One of the biggest security concerns is controlling access to cloud applications and data.
“The ease with which someone can use cloud applications opens up challenges, many of which are rooted in the fact that people can inadvertently create security, privacy, and economic concerns,” says Amy O’Connor, chief data and information officer at software provider Precisely.
“Hopping between cloud accounts and securely storing and exchanging keys becomes a security issue,” O’Connor says. “There needs to be strong governance around appropriate use of data. This is more urgent in the cloud than on-premises, because it’s so easy for people to copy data and use it in ways that are not authorized.”
Precisely has a hybrid, multicloud model, leveraging multiple cloud vendors for its computing and storage needs. “Our cloud-based data lake is where we store the bulk of our data,” O’Connor says. “If data originates in the cloud, we start processing there. If we have analytical needs that are bursty in nature, we utilize the cloud. If we need to start analytical processing quickly, we start with the cloud. When we need to process unstructured data and also when we use advanced analytical processing including machine learning, we leverage our cloud-based data lake.”
Avoiding a cloud money pit
Although using cloud services can help organizations avoid costs such as on-premises storage systems, expenses can quickly get out of control or come in higher than expected.
“Budget is always a concern,” Taub says. “One-size-fits-all data architecture can be an IT spending trap. When making the decision to move analytics to the cloud, enterprises often feel pressured to pay a high upfront cost and get locked into a long contract that doesn’t fit their current needs.”
The key is to find a provider that doesn’t force cloud lock-in. “When evaluating cloud platforms, don’t be afraid to shop around for the right solution that can address your current analytics needs, with the flexibility to scale up as needed for your future needs,” Taub says.
And while it’s easy to get started in the cloud, it’s also easy to move the wrong type of job to the cloud and leave cloud applications and resources running after they are no longer needed, O’Connor says.
Two of the most effective ways to control cloud costs are to take control of the way cloud accounts are created, and be completely transparent about who is consuming cloud resources, O’Connor says.

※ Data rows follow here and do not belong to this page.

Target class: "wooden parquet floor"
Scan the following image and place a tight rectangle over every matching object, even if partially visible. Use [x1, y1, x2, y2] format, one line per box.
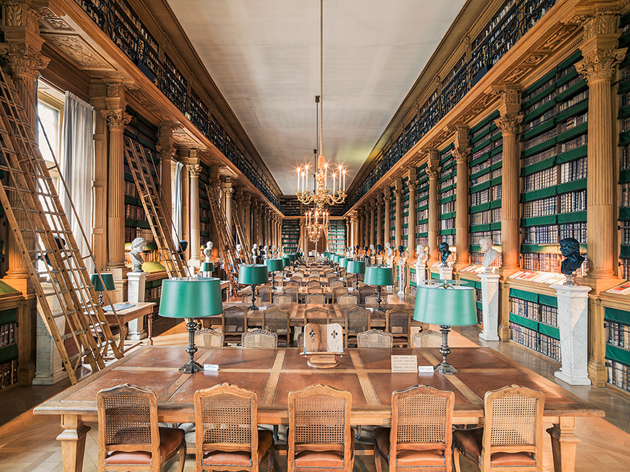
[0, 310, 630, 472]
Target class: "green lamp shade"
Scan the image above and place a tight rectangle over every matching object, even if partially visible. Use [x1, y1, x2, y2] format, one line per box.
[346, 261, 365, 274]
[238, 264, 269, 285]
[158, 277, 223, 318]
[265, 259, 284, 272]
[414, 286, 477, 326]
[90, 274, 116, 292]
[364, 267, 394, 285]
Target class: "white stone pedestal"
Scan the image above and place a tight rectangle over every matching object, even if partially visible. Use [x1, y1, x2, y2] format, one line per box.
[439, 267, 453, 280]
[479, 274, 499, 341]
[127, 272, 148, 341]
[551, 285, 591, 385]
[33, 283, 68, 385]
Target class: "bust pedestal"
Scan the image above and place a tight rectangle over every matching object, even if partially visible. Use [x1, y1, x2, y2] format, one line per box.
[479, 273, 499, 341]
[439, 267, 453, 280]
[127, 272, 147, 341]
[551, 285, 591, 385]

“To address the first point, we migrated all our cloud accounts under each provider into a single ‘master’ account,” O’Connor says. “We centralized who can create new cloud accounts. Individuals and groups needing new cloud resources go through a formal request process. The request must include business justification, department budget information, and business owner.”
As for transparency, whenever a request is approved, any new cloud account is created by the central team under the master account. “That governance policy allows us to provide transparency into the costs for which we get invoiced by our cloud providers,” O’Connor says. “Each account is created with the information provided in the request, and we can then use the cloud providers’ portals or consoles to monitor the spend that matches each initial request.”
Precisely leverages this spending information for an internal chargeback model, applying the cloud costs accrued to the requestor’s budget. IT uses these approaches “to drive accountability for cloud costs and to ensure we are appropriately spending for the right business reasons,” O’Connor says.